Nick said:I gave 3 of my friends the Insignia portable HD radio for Christmas.
Who's doing their part to spread the wonderful technology known as HD Radio? Hope Santa has a lot of HD Radios in his sleigh for all the good little boys and girls.
Nick said:Who's doing their part to spread the wonderful technology known as HD Radio? Hope Santa has a lot of HD Radios in his sleigh for all the good little boys and girls.
DavidEduardo said:The question ought to be "who gave or got a radio for Christmas."
The answer will go a long way to understanding what the issues radio has to face truly are.
DavidEduardo said:Nick said:Who's doing their part to spread the wonderful technology known as HD Radio? Hope Santa has a lot of HD Radios in his sleigh for all the good little boys and girls.
The question ought to be "who gave or got a radio for Christmas."
The answer will go a long way to understanding what the issues radio has to face truly are.
tested said:HD radio is dead. Radio itself is in trouble. Wake up to that reality.
DavidEduardo said:Any number of "desk chairs on the Titanic" analgies come to mind. But in essence, we are trying to technology that is 100 years old (AM) and near 80 years old (FM) when consumers have asked for a different delivery model, even if they like the concepts of the content.
TVradioguru said:Radio has evolved into to defacto in-car listening method. That's why few stationary or portable radios are sold today, because one is already where most people listen, their car.
I'm not sure the I buy the live and local argument. Most listeners tested don't comprehend that their favorite station in a market is voicetracked or fed via satellite. To the vast majority, if they listen to whatever station in their local area, it's local. TV tests the same way. A few years ago news consultants jumped on the "live and local' tag line for stations. Then is tests very few understood or even recalled the phrase.
I do agree that it used to be a novelty for kids to hear their voice or the voice of their friend on the radio, but the backstory was adults or other teens found it annoying and a tune out. If only an average of one percent of people call into a radio station, what does that do to the 99% who can care less?
TVradioguru said:Radio has evolved into to defacto in-car listening method. That's why few stationary or portable radios are sold today, because one is already where most people listen, their car.
tested said:You are either a consultant, used to be one... or a manager who believed all the research you paid tens of thousands of dollars for.
tested said:You are either a consultant, used to be one... or a manager who believed all the research you paid tens of thousands of dollars for. I've worked in both Radio and TV and I can assure you of two things: most consultants are not worth the money and putting kids on shows is a good way to get them to tune in. (or their parents)
Radio can survive if localism makes a comeback. If not, radio will shrink to near oblivion with the exception of talk radio and sports.
TVradioguru said:The fact is that one percent or less of listeners ever bother calling into a 'request line'. Most of that one percent are repetitive callers.
TVradioguru said:The vast majority of local TV viewers surveyed don't name individual call letters of stations, but instead recall channel numbers, or network affiliation (NBC, CBS, FOX), not that they watch WXYZ because it's 'live and local'.
TVradioguru said:To throw additional fuel on the fire, listeners in research always site the higher quality-larger market sound over a lesser-quality talent in the same market, period. If the signal from a larger market or satellite is available, it is always preferred.
TVradioguru said:The fact is that one percent or less of listeners ever bother calling into a 'request line'. Most of that one percent are repetitive callers.
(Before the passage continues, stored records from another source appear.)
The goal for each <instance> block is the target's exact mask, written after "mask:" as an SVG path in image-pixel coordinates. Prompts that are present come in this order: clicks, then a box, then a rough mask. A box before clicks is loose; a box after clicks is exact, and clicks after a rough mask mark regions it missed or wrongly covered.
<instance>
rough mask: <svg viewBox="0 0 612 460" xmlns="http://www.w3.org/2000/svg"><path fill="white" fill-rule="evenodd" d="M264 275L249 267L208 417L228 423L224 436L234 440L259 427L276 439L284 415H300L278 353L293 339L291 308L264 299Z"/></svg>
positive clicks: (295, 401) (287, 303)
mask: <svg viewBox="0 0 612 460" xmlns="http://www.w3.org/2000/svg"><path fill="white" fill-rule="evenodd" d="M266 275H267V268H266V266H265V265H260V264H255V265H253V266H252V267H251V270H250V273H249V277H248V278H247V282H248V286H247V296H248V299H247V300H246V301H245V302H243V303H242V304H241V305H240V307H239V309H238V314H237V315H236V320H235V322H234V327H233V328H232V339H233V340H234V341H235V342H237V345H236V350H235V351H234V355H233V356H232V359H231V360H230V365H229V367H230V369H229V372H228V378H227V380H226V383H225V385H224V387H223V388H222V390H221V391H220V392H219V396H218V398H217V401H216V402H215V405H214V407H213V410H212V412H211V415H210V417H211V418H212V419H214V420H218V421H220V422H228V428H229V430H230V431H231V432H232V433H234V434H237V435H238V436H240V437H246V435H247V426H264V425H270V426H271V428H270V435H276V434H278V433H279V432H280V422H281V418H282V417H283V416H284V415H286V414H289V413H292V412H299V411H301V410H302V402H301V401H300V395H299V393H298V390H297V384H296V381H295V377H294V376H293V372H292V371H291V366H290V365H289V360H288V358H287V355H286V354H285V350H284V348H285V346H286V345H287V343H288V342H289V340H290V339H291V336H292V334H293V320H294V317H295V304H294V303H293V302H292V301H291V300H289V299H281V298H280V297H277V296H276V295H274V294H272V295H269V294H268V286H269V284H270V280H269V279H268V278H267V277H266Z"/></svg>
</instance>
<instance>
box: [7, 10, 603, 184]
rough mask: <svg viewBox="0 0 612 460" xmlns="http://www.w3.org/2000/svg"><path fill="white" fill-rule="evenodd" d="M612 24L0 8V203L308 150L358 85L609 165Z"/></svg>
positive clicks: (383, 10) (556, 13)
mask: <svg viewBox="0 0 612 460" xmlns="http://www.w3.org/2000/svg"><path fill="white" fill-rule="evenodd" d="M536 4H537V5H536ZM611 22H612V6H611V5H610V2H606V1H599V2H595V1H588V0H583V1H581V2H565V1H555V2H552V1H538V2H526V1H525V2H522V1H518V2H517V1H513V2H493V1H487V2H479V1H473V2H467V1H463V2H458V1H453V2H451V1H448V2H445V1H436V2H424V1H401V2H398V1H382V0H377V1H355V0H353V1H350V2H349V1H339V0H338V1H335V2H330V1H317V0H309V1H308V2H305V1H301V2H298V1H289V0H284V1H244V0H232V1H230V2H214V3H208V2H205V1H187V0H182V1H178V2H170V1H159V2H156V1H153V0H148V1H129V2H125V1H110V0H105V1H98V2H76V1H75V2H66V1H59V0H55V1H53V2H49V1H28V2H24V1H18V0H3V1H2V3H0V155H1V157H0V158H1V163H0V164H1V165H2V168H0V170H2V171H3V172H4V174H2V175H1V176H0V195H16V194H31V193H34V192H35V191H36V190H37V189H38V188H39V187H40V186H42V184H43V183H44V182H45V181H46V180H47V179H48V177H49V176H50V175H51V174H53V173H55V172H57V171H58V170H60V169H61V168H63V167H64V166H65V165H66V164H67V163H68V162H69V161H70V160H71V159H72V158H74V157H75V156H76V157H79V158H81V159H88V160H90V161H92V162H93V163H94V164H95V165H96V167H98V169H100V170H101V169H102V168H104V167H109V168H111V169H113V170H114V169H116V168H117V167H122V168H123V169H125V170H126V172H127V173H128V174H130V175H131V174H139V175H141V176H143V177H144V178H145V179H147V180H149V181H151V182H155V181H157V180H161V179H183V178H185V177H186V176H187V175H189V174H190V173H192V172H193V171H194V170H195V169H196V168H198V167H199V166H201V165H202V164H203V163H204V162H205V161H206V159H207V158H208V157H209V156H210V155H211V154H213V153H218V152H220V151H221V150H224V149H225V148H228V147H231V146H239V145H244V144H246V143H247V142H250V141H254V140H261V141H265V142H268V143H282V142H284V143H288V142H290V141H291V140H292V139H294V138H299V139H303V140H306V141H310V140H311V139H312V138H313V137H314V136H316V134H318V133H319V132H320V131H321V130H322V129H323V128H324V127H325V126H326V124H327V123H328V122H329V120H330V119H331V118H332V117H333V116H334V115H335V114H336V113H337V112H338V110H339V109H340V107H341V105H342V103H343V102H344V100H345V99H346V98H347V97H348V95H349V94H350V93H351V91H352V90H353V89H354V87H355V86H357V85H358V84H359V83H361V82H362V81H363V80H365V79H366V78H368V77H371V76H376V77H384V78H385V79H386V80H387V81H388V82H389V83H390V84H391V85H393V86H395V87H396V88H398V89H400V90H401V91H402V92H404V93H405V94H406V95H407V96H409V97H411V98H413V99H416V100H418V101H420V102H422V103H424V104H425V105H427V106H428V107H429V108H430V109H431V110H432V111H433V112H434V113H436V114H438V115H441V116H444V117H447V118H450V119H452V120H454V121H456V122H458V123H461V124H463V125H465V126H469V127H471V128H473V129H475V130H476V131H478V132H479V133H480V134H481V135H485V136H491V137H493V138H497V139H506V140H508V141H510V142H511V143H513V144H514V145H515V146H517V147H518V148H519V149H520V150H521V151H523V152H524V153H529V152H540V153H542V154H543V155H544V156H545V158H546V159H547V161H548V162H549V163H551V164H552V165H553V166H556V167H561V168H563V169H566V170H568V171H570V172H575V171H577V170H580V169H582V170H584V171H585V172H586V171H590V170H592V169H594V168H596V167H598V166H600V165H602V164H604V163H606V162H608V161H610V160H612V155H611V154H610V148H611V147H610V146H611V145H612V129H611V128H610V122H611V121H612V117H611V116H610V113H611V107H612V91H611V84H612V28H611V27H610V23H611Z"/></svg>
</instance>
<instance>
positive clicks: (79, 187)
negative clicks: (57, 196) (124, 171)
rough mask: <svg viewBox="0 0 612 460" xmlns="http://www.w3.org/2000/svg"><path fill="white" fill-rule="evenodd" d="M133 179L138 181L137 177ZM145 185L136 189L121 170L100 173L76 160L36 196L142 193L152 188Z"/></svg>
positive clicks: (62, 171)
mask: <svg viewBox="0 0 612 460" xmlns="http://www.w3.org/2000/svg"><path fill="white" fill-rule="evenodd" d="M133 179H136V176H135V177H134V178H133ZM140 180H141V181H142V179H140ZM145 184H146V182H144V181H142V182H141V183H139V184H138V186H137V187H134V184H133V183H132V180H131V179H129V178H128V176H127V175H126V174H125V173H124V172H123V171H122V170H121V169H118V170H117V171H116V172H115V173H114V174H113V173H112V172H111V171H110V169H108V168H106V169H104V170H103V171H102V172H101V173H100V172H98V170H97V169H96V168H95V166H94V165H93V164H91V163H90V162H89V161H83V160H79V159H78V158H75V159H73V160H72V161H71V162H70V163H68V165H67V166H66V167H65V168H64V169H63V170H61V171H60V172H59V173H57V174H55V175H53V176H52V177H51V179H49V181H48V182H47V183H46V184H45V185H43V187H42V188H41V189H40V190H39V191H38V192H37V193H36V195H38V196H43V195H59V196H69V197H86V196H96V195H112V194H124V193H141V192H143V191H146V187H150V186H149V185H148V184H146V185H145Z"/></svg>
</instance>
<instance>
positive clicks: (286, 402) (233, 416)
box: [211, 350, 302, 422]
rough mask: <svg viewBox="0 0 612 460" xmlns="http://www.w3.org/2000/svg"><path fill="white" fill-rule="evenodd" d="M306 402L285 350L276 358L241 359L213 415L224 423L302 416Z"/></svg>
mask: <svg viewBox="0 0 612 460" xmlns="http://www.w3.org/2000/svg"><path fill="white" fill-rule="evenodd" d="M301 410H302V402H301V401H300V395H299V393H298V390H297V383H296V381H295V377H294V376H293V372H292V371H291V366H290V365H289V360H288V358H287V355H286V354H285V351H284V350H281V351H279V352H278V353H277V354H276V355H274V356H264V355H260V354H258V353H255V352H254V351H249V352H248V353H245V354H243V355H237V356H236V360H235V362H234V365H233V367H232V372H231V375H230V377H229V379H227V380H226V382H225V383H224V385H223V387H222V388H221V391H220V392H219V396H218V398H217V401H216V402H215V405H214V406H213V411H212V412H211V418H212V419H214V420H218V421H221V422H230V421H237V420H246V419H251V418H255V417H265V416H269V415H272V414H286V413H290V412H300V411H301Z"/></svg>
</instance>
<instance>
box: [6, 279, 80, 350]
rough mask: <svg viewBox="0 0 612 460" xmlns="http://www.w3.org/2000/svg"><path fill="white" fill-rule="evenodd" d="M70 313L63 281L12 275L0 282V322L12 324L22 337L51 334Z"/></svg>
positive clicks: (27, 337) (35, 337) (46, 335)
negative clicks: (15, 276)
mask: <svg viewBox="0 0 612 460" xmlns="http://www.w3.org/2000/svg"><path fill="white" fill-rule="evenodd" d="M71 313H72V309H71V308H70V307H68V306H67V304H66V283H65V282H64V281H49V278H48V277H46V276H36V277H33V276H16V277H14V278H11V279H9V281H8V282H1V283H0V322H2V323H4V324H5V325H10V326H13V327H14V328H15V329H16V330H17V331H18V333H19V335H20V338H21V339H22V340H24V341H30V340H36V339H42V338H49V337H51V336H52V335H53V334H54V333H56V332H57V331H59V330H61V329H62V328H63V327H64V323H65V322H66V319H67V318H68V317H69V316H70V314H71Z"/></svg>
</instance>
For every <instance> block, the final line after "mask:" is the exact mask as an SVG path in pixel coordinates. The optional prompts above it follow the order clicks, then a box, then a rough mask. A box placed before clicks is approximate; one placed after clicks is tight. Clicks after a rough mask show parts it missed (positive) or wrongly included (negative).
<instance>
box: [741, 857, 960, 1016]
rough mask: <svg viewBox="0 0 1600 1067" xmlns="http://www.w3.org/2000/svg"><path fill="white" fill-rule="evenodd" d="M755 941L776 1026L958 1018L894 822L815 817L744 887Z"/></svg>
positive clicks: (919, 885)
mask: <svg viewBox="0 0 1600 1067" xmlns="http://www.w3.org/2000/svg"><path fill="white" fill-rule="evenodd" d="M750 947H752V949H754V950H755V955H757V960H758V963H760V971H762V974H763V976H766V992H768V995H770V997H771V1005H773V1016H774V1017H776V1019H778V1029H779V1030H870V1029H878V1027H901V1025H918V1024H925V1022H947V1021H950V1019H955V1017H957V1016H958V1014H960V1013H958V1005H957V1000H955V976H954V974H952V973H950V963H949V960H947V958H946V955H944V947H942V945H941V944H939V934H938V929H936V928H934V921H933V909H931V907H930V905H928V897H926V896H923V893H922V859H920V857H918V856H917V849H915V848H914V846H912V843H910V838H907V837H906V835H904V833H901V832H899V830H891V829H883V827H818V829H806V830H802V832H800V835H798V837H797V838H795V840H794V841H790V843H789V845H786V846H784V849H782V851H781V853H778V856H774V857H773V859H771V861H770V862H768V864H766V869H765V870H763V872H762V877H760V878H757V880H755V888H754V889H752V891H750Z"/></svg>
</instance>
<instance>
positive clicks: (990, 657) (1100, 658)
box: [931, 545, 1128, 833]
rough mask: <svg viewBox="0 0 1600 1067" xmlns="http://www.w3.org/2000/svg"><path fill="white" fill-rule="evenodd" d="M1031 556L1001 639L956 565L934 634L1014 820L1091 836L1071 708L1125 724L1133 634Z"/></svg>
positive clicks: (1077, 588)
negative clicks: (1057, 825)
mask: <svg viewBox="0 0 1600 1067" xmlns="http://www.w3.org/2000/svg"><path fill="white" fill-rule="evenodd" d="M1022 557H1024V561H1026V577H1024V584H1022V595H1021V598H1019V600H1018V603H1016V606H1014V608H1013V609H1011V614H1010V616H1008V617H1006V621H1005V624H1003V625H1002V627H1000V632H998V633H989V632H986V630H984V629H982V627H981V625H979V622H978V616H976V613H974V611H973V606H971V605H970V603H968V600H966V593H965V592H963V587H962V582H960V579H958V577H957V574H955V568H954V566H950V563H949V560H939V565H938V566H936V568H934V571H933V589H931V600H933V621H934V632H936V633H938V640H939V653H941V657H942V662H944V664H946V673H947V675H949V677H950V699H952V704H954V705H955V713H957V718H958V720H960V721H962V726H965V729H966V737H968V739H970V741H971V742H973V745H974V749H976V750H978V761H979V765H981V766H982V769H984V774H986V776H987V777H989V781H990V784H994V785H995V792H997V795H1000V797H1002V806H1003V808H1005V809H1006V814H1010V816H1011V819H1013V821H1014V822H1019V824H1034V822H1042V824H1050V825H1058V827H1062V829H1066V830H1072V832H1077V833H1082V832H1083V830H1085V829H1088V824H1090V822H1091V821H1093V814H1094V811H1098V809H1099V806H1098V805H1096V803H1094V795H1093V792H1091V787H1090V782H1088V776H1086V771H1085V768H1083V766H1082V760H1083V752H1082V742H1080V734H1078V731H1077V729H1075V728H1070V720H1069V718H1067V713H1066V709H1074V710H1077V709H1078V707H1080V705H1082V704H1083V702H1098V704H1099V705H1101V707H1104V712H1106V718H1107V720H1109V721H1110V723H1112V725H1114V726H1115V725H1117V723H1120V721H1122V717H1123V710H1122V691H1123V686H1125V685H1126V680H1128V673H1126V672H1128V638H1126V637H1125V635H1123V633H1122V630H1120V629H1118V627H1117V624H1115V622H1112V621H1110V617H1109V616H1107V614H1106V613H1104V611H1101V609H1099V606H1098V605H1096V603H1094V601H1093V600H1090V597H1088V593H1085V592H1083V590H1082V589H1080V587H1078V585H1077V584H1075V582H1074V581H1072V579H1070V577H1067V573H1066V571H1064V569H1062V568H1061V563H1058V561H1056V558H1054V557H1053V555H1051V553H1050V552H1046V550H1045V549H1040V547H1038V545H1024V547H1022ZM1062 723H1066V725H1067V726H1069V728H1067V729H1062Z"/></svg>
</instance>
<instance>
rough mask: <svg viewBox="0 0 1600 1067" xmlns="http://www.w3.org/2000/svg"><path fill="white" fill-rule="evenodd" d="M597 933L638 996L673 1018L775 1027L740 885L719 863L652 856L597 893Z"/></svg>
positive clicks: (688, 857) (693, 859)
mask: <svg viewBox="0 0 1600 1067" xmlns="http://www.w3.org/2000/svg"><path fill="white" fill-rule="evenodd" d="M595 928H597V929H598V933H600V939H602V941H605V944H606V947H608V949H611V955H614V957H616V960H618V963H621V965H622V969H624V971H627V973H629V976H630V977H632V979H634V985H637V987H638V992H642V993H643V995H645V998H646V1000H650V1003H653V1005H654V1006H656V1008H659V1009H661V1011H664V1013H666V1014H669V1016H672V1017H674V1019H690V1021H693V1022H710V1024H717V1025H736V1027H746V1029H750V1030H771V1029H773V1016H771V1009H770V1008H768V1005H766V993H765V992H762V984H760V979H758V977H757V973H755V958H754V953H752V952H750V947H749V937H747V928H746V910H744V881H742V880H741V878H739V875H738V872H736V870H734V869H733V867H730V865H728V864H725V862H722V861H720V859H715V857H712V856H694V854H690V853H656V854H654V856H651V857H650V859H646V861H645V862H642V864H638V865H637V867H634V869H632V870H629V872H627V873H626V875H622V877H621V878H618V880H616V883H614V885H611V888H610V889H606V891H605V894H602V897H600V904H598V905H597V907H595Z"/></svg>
Focusing on the needs of one percent or less of your audience is a huge mistake, proven over the years as being a mistake. This statistic existed when radio had few competitors back in the 60's and 70's. Reaching out with research to as large a sample as you can afford is always best.
TVradioguru said:The fact is that one percent or less of listeners ever bother calling into a 'request line'. Most of that one percent are repetitive callers. Focusing on the needs of one percent or less of your audience is a huge mistake, proven over the years as being a mistake. This statistic existed when radio had few competitors back in the 60's and 70's. Reaching out with research to as large a sample as you can afford is always best.
SirRoxalot said:TVradioguru said:To throw additional fuel on the fire, listeners in research always site the higher quality-larger market sound over a lesser-quality talent in the same market, period. If the signal from a larger market or satellite is available, it is always preferred.
Oh, please link to THAT research. It certainly doesn't reflect the ratings in many, many markets where there's a choice between syndication and local programming.